Global cross-border bank credit expands 11%, highest since 2008
Global cross-border bank credit expanded by 11 percent year-on-year in 2025, reaching its highest annual growth rate since Q1 2008. The Bank for International Settlements (BIS) reported that credit to emerging market and developing economies (EMDEs) also saw robust expansion.
Strongest growth in 17 years
Global cross-border bank claims surged by $994 billion in the fourth quarter of 2025, pushing the total outstanding stock to $46 trillion.
Cross-border bank credit expanded by $656 billion in Q4 2025, achieving an 11 percent annual growth rate for 2025 – the highest since Q1 2008.
The outstanding stock of credit reached $38.1 trillion by year-end.
This expansion was primarily fueled by cross-border bank loans, which increased by $584 billion.
Meanwhile, banks' holdings of debt securities also saw rapid growth, maintaining a 12 percent year-on-year growth rate in Q4 2025.
The importance of non-major currencies in cross-border credit has grown, especially for borrowers in emerging market and developing economies (EMDEs), where their share rose from 21 percent in 2019 to 29 percent in 2025.
Regional credit dynamics and currency flows
Cross-border bank credit to emerging market and developing economies (EMDEs) expanded by $42 billion in Q4 2025, bringing its annual growth rate to 7 percent.
This growth was particularly strong in Emerging Europe (26 percent) and Africa and the Middle East (16 percent).
In contrast, credit to China and the rest of emerging Asia and Pacific contracted.
The report also highlights robust growth in foreign currency credit to non-bank borrowers.

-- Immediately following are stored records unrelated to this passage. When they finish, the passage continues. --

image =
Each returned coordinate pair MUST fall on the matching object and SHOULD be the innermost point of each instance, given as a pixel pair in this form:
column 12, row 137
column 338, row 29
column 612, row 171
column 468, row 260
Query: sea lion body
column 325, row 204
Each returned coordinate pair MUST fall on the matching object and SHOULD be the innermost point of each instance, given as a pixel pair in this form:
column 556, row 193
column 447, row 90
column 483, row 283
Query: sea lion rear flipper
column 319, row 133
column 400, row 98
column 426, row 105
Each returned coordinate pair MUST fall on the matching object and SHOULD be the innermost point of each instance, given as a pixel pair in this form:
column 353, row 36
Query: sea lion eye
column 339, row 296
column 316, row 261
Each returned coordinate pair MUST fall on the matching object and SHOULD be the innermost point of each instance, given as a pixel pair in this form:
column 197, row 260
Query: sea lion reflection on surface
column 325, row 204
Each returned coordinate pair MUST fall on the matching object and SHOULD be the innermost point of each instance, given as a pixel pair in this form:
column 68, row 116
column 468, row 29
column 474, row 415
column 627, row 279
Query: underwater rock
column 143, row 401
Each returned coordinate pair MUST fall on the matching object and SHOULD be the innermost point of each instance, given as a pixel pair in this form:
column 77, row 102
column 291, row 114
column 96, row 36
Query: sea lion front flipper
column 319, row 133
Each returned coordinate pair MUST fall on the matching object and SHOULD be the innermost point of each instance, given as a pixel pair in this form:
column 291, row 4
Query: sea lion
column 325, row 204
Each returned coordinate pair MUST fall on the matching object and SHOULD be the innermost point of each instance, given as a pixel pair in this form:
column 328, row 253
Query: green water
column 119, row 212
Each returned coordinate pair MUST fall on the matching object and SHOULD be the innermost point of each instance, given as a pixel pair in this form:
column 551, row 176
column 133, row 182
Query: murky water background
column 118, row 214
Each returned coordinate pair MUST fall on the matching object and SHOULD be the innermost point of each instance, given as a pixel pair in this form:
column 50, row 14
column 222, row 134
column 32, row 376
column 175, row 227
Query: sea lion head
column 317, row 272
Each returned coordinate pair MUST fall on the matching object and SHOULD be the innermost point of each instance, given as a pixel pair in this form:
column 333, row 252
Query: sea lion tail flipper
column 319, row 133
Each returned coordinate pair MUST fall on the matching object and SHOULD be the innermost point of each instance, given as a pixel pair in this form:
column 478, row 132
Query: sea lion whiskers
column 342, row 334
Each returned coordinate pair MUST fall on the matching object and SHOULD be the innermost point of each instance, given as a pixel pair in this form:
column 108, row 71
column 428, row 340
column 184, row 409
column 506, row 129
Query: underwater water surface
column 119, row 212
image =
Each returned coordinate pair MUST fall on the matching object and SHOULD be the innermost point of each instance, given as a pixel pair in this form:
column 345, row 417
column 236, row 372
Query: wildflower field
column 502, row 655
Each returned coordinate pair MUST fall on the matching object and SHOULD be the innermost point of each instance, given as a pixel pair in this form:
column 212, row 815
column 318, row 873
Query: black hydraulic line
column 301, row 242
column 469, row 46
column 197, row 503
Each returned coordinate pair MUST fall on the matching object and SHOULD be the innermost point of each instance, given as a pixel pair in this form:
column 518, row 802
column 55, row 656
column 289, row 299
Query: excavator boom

US dollar credit expanded 8.5 percent year-on-year to $14.3 trillion, and euro credit grew 11 percent to €4.9 trillion by end-2025.
Both currencies saw significant expansion in EMDEs, with euro-denominated credit to EMDEs nearly doubling over the past decade.
Global liquidity's surprising strength
The robust expansion in cross-border bank credit, especially to EMDEs, signals a surprising resilience in global liquidity despite tighter global financial conditions.
This sustained growth, particularly in non-major currencies, points to evolving funding dynamics and potentially reduced reliance on traditional reserve currencies.
However, the uneven regional credit distribution and contractions in key Asian economies highlight emerging fault lines for financial stability.